Page 1 of 1

New Year, new hope!

PostPosted: 04 Jan 2012, 12:11
by Jelly Belly
Squirmy screamed for her first five months thanks to a milk protein intolerance. I cut out all dairy in my diet and she improved immediately so we made sure she didn't have any dairy herself when she began eating and slowly added little bits back into my diet. Sometimes if I'd had more than she could cope with the poor child would be cross for days, unable to poo and would get her own back on me by tossing and turning all night so I learnt that no matter how much I wanted the cheese sandwich it just wasn't worth it!

Everything I read indicated that she would more than likely grow out of it and I have been able to get away with having more dairy myself recently (I can now choose to have milk in my coffee - woo hoo!).
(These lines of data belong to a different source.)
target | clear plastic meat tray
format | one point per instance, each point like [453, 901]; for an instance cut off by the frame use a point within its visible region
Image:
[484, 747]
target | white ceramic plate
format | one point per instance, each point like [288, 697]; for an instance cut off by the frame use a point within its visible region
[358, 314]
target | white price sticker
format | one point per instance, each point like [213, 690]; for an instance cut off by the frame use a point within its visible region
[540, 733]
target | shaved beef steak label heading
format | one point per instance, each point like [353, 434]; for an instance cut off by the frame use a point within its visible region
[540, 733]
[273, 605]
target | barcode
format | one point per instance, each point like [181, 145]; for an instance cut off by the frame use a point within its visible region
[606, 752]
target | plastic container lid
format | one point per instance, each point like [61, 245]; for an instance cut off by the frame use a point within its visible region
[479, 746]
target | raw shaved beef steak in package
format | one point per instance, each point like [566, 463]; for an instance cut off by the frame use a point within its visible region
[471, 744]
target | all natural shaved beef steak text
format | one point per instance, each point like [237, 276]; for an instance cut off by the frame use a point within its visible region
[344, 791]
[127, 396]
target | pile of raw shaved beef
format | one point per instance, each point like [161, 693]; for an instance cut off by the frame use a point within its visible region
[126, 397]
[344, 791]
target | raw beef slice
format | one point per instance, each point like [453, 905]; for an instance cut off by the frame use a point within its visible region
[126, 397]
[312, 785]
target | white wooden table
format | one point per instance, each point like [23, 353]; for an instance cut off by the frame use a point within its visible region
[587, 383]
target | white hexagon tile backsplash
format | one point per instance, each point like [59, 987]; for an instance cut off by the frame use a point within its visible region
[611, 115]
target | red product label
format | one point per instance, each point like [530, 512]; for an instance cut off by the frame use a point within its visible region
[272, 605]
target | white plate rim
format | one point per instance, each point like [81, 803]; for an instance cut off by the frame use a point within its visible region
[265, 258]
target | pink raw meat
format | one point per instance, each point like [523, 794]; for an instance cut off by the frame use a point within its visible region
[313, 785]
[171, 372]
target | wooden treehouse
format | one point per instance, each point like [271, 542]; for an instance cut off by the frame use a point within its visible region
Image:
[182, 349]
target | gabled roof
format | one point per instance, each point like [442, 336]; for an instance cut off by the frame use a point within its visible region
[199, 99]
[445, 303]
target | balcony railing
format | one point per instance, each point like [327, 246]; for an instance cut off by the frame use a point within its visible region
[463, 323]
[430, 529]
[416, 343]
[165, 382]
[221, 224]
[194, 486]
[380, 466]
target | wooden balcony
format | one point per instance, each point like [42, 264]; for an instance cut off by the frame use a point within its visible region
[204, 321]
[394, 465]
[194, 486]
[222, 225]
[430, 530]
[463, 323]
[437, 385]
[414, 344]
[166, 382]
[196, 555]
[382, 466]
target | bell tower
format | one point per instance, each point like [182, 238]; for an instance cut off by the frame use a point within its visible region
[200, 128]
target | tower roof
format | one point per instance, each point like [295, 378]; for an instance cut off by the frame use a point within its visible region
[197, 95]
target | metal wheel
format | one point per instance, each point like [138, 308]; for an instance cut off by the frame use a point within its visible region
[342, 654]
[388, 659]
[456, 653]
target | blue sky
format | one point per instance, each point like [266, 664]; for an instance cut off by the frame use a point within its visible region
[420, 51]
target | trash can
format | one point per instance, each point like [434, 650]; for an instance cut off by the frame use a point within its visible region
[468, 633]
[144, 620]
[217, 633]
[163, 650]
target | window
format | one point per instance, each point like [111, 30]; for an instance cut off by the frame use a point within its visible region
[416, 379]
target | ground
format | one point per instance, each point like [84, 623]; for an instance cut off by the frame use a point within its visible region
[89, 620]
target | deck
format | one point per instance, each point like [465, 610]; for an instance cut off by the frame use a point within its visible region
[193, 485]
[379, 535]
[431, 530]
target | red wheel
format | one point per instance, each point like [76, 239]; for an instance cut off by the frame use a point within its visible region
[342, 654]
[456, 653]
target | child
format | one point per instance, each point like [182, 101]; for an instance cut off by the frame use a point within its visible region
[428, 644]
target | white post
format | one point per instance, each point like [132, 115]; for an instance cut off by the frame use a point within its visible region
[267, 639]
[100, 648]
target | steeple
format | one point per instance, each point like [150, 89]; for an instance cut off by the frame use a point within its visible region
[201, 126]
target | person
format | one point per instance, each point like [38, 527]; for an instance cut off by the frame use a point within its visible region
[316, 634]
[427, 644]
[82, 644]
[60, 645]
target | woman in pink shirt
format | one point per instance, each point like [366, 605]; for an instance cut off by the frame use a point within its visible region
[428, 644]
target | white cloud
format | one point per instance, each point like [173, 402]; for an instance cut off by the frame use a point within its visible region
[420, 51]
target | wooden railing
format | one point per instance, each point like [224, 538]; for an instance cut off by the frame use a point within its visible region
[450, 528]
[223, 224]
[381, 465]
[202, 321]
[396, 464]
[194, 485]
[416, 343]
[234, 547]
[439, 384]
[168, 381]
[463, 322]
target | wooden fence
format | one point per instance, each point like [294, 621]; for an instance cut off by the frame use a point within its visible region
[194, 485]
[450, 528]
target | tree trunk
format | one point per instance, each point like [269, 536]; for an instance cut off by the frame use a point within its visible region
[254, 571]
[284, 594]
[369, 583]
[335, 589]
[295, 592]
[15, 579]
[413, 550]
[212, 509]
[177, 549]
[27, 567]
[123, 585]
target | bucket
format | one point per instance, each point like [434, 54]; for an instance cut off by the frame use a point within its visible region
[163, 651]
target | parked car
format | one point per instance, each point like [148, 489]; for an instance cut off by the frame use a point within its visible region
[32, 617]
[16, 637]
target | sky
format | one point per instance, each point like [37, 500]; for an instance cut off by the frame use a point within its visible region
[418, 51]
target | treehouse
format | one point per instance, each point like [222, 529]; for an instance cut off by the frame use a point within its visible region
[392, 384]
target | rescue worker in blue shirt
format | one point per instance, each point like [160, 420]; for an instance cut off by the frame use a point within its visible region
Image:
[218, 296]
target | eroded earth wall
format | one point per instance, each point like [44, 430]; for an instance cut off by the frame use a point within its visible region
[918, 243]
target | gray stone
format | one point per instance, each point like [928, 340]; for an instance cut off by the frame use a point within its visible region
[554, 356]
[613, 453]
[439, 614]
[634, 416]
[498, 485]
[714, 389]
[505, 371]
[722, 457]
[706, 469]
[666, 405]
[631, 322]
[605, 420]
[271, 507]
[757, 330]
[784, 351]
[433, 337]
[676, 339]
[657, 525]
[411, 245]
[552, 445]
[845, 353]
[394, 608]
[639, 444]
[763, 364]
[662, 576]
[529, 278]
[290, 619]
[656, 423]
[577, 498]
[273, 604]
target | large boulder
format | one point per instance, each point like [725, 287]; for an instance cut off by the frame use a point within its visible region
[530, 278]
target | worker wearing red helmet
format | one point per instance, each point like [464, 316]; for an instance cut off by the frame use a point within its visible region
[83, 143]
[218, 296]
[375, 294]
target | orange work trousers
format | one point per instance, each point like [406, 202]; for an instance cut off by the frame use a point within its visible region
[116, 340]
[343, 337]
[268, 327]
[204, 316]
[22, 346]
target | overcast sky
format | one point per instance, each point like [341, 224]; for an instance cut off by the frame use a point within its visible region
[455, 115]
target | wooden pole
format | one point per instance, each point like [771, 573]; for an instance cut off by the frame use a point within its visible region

Over Christmas one of Squirmy's cousins gave her a few smarties and then at my mum's house she stole and ate a bit of cheese from the counter... apart from some really rank nappies there was no reaction!!! No crossness (from the pain), no sleeping trouble (from the discomfort) and no trouble pooing (unfortunately she didn't make it to the toilet and what she did produce was seriously rank but you can't have everything)

I can see the light at the end of the tunnel and thought that some of you who are going through the same thing might like to know how bright and pretty it looks xx

Re: New Year, new hope!

PostPosted: 04 Jan 2012, 13:13
by Woodsies
That's great news! Must make life so much easier.

We have an appointment with the allergy team on 6th Feb to findout exactly what H is allergic to, and to see if T has the same allergy to peanuts. <nervous>. I have had to push for an appointment as they gave us an epipen after she was bluelighted to hospital 3 years ago, and kind of left us to it. Eventually we saw the allergy specialist the other week and H had a urine and a blood test (my little girl was sooo brave) and we go back on the 6th to have the patch tests done on her arm. They are also going to smear some peanut butter on T's lips and on his arm while we're there to see if he reacts.